Le Drapeau au Vent, la Nation dans le Brouillard : Patriotisme ou Parade Politique ?
Ce lundi 14 octobre 2024, sous un soleil lourd et un ciel indifférent, le Conseil Présidentiel de Transition (CPT) a orchestré la montée du bicolore comme si le salut de la nation dépendait de cet instant solennel. À la tête de cette cérémonie, l’architecte devenu président par accident de l’histoire, Leslie Voltaire, a voulu faire vibrer les cœurs. Pourtant, derrière les gestes théâtraux et les saluts figés, une seule question planait : qui croyait encore à cette scène burlesque ?
Nous voilà donc, Haïti, à jouer les mêmes partitions qu’en 1934, lorsque Sténio Vincent, lui aussi président par les circonstances de l’occupation américaine, avait hissé le bicolore sur les mâts du Palais National. L’histoire se répète, mais cette fois-ci, sans l’ombre de l’authenticité. Tout n’est que façade.
À l’époque, Vincent, qu’on savait pro-américain, nous avait offert un discours vibrant, une ode au patriotisme. Mais aujourd’hui, lM. Voltaire, que brandissez-vous ? Des mots creux, des symboles vidés de leur substance, et, au passage, trois conseillers présidentiels « braqueurs de banque » qui auraient mieux fait de s’abstenir de leur soudaine ardeur patriotique. C’est qu’être un patriote tout en étant accusé de corruption, cela frise l’ironie.
Et puis, comme si cela ne suffisait pas, le CPT à 7 Tèt fait tout cela alors que les Haïtiens, chez eux et à l’étranger, continuent de subir le pire. Refoulés par la République dominicaine, menacés de renvoi massif si une administration différente accède au pouvoir à Washington en janvier 2025, Haïti est encore une fois sur la sellette. Et que font nos dirigeants ? Ils réitèrent des gestes vides de sens sous prétexte de réveiller un patriotisme que même eux, dont certains des collabos, peinent à comprendre.
Et pendant ce temps, dans un ballet parfaitement synchronisé, M. Conille se rend au Kenya pour demander l’occupation djanm de son pays avec 600 soldats supplémentaires. Ah oui, comme le chef du gouvernement défaitiste Ariel Henry avant lui, il réclame l’aide étrangère pour remettre de l’ordre dans un pays où, ironie du sort, aucun dirigeant n’a jamais cherché à instaurer un semblant d’ordre par lui-même. L’histoire d’Haïti est ainsi, peuplée de figures politiques qui, en bons comédiens, savent parler de souveraineté tout en signant des traités d’occupation. Est-ce que la postérité s’en souviendra ? Certainement. Est-ce qu’elle leur pardonnera ? Rien n’est moins sûr.

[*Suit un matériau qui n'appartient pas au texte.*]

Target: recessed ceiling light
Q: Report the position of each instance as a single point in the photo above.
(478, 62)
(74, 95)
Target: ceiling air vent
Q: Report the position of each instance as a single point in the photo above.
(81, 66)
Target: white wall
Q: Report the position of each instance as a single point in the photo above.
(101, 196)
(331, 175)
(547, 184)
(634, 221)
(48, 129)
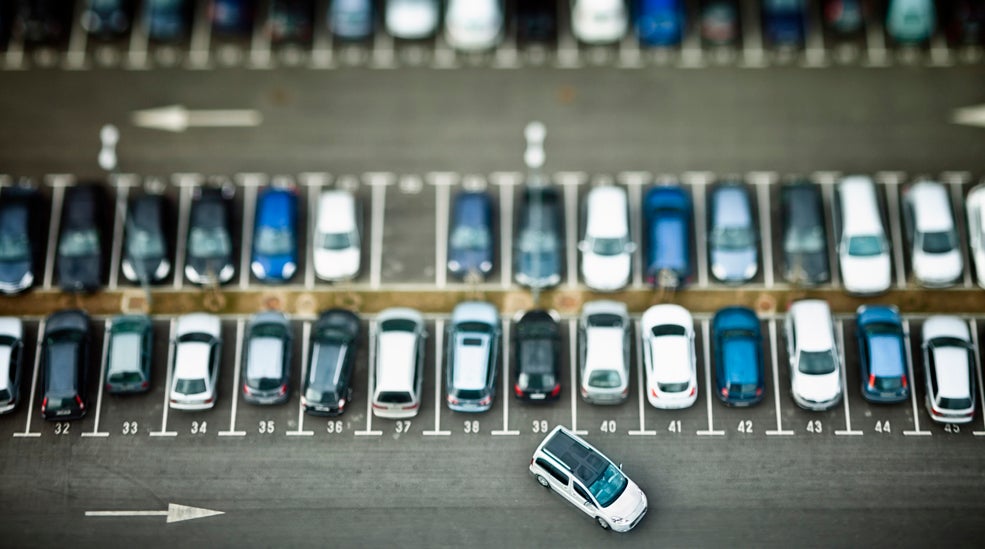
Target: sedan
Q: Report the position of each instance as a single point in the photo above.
(267, 358)
(669, 360)
(537, 356)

Mais revenons au drapeau qui flotte fièrement aujourd’hui sur les ruines du PalaisNational, alors que les routes nationales sont aux mains des gangs, que le port principal est fermé et que l’hôpital général n’a plus accueilli de patients depuis des moiset des mois.
Vous parlez de patriotisme, M. Voltaire, mais est-ce ainsi qu’on réveille la fierté nationale ? Peut-on encore parler de patriotisme lorsque tout un pays est paralysé, alors que la Constitution est bafouée au quotidien et que ceux qui prétendent la défendre ne la connaissent même pas ?

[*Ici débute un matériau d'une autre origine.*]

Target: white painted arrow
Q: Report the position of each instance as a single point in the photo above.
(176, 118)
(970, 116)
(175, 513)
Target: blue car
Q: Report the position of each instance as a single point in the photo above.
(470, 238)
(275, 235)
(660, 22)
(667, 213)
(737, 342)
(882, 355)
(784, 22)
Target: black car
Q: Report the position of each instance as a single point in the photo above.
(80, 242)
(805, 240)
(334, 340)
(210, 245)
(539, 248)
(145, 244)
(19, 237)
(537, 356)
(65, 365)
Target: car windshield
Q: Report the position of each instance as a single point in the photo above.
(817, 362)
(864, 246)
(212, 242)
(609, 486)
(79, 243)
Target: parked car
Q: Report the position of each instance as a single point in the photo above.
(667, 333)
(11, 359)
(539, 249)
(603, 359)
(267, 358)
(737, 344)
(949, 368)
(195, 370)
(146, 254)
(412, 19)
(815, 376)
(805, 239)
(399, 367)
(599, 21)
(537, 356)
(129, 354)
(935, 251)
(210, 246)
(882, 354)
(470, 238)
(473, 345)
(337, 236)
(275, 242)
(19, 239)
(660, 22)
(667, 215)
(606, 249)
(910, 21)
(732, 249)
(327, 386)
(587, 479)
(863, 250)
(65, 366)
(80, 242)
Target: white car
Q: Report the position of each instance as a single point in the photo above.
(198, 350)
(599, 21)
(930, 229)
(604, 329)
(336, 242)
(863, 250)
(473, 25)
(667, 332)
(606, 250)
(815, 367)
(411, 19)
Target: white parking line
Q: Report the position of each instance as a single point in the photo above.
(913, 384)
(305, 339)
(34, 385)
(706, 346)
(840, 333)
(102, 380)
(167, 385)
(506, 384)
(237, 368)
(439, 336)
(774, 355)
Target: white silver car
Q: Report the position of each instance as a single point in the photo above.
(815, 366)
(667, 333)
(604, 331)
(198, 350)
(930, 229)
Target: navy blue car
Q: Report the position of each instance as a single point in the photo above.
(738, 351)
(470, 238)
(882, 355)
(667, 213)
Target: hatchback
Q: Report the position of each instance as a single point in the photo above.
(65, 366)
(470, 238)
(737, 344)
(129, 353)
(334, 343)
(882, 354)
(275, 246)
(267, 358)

Le patriotisme, c’est bien plus qu’un spectacle organisé devant les caméras pour la consommationde la gallerie. Ce n’est pas seulement la montée d’un drapeau ; c’est l’éducation civique, la justice, le respect des lois, et la construction d’un avenir pour ceux qui viendront après nous. Nos ancêtres, qu’ils ne savaient peut-être ni lire ni écrire, avaient au moins compris cela. En 1803 et 1804, ils se sont battus pour une idée, pour la liberté, et pour l’indépendance. Que nous ont laissé nos dirigeants depuis ? Des discours creux, des conseillers présidentiels corrompus, des neo-duvalieristes en poste et des demandes d’intervention étrangère qui ternissent chaque jour un peu plus notre souveraineté.

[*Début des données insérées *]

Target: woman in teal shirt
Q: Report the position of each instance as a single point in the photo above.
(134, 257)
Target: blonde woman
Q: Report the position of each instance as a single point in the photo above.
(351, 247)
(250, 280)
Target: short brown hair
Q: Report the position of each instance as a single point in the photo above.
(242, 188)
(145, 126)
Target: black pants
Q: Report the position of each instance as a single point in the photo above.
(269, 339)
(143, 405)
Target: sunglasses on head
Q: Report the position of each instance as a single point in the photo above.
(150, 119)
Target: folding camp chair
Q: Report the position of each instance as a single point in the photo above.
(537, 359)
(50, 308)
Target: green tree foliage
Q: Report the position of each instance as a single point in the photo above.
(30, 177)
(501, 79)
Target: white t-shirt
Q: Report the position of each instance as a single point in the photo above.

M. Voltaire, arrêtez le spectacle. Levez le drapeau si vous le voulez, mais sachez que le vrai patriotisme ne se joue pas sur une scène publique. Il se vit dans les actions, dans la lutte pour la justice et l’égalité, dans l’effort pour redonner à cette nation la dignité qu’elle mérite. Tant que vous ne comprendrez pas cela, vos discours et gestes seront aussi ridicules que votre patriotisme de pacotille.